Goodbye Apple-a-dog – OpenAI gpt-image-1-mini vs gpt-image-1 – November 2025

Table of Contents

Comparing OpenAI Image Generation Models November 2025: A Comprehensive Quality Analysis between gpt-image-1-mini (new) vs gpt-image-1 (existing)

After my detailed look at gpt-image-1 quality comparison I was keen to do the same analysis of OpenAI’s lates model gpt-image-1-mini.

The Testing Approach

For this expanded analysis, I selected two prompts specifically designed to test different aspects of image generation capabilities:

  1. "A person calms a rearing horse" – This tests the model’s ability to handle human figures, dynamic action, and anatomical accuracy of both humans and animals in interaction.
  2. "A fruit cart tumbles down some stairs. The fruit cart sign reads 'Apple-a-day'" – This challenges the model with complex physics (tumbling objects), multiple elements (fruit, cart, stairs), and text rendering.

Following Edward Tufte’s visualization principles, I’ve arranged the outputs in small multiples to facilitate direct visual comparison. For each prompt, I generated multiple images across different quality settings to evaluate consistency, feature accuracy, and stability.
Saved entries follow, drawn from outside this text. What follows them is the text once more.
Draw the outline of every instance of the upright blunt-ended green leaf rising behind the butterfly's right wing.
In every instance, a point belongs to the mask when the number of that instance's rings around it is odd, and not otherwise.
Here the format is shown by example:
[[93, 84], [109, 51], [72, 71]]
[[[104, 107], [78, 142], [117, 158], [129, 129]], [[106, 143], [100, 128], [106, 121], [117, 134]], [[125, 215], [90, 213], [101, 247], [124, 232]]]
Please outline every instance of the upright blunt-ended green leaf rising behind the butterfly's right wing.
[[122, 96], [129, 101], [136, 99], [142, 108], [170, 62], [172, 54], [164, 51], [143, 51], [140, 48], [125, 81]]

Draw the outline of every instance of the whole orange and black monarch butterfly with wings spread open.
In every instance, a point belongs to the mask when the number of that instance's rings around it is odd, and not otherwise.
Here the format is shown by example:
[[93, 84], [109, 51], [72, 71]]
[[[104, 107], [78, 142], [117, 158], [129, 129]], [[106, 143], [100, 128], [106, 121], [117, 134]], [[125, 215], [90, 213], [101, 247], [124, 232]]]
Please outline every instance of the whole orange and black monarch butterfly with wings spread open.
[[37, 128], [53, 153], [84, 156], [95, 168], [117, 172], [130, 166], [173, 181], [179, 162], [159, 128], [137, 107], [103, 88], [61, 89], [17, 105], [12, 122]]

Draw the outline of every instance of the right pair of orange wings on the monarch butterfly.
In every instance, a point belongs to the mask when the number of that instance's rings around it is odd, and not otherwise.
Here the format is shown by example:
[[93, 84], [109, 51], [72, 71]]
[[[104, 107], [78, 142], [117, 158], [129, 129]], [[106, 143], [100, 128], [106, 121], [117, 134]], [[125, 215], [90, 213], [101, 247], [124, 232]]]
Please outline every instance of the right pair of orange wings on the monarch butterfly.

For previous legacy models dall-e-3 and dall-e-2 see the previous article

Findings: gpt-image-1-mini “A person calms a rearing horse”

horse quality comparison gpt-image-1 vs gpt-image-1-mini – low medium high

Click for an enormous zoomable version: large 6323x2700px raw link

Technical Note

The middle column was made by gpt-image-1-mini with exactly the same prompt as last time "A person calms a rearing horse". Something has changed in the default style of the mini model such that the output was a drawing. Previous the gpt-image-1 default output style had been photographic realism. So to aid the task of comparison, I also generated the rest with a slightly modified prompt "realistic photo - a person calms a rearing horse". This is a mild change which should preserve most of the original characteristics for side-by-side comparison between models. The generations with the modified prompt are marked with an asterisk (*)
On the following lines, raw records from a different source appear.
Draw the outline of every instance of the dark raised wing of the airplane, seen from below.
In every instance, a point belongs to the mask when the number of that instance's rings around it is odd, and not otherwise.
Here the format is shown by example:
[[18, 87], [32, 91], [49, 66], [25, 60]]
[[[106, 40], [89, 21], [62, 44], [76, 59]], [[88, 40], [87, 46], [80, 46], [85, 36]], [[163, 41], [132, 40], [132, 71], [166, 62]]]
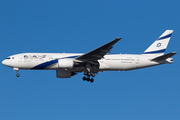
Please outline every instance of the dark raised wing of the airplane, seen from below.
[[108, 52], [110, 52], [110, 50], [113, 48], [113, 45], [115, 43], [117, 43], [120, 39], [121, 38], [116, 38], [115, 40], [113, 40], [99, 48], [96, 48], [88, 53], [85, 53], [75, 59], [76, 60], [92, 60], [92, 61], [99, 60], [99, 59], [103, 58], [104, 55], [106, 55]]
gpt-image-1-mini Low Glitches

Compared to the other model there are not very many glitches at this level.

  • Left Hand Side
    • The person’s outstretched hand has mangled fingers

gpt-image-1-mini Medium Glitches

There were no major glitches that I spotted in Medium.

gpt-image-1-mini High Glitches

Looking at the High Glitches there are still some glitches but more subtle

  • Left Hand Side
    • The person’s fingers are slightly mangled
Comparison with gpt-image-1 model

The ‘person’ is plainer. The person tends not to have a hat. There are fewer glitches detected.

Findings: gpt-image-1-mini “A fruit cart tumbles down some stairs. The fruit cart sign reads ‘Apple-a-day'”

Applecart Quality Comparison gpt-image-1

Click for an enormous zoomable version: large 4375x2700px raw link

This more complex prompt highlighted several capability edges:

  • Text rendering: The “Apple-a-day” text was correctly rendered properly in all gpt-image-1-mini outputs 🙂
  • Fruit fidelity:
    • High: Good, variety
    • Medium: Okay, one had less variety of fruit
    • Low: Draft quality
Comparison with previous gpt-image-1 model

Text rendering: The “Apple-a-day” text was correctly rendered properly in all gpt-image-1-mini outputs 🙂 . Previously gpt-image-1 low output Apple-a-dog and Apple e day

Low Quality text adherence improved from gpt-image-1 to gpt-image-1-mini

Quality Settings Impact Results

The API’s quality settings have less differentiation now. Low quality is a much better baseline, especially with the improved text adherence.

Higher quality settings still produced better results. Check on the very detailed raw images to make your own mind up.

Practical Implications

For practical applications, these findings suggest:

  1. The baseline is improved. Low is no longer ‘draft’, and may be good enough to use.
  2. Choose quality settings to taste: Becase “low” may be good-enough, carefully evaluate if your use case requires more.

What’s Next?

Would you be interested in seeing a regular sample of image generations using precisely the same prompts to monitor generation stability over time? This could provide valuable insights into how the model evolves with updates and fine-tuning.

I’m also considering expanding this analysis to include more specialized prompts targeting specific capabilities like architectural rendering, facial expressions, or complex lighting scenarios.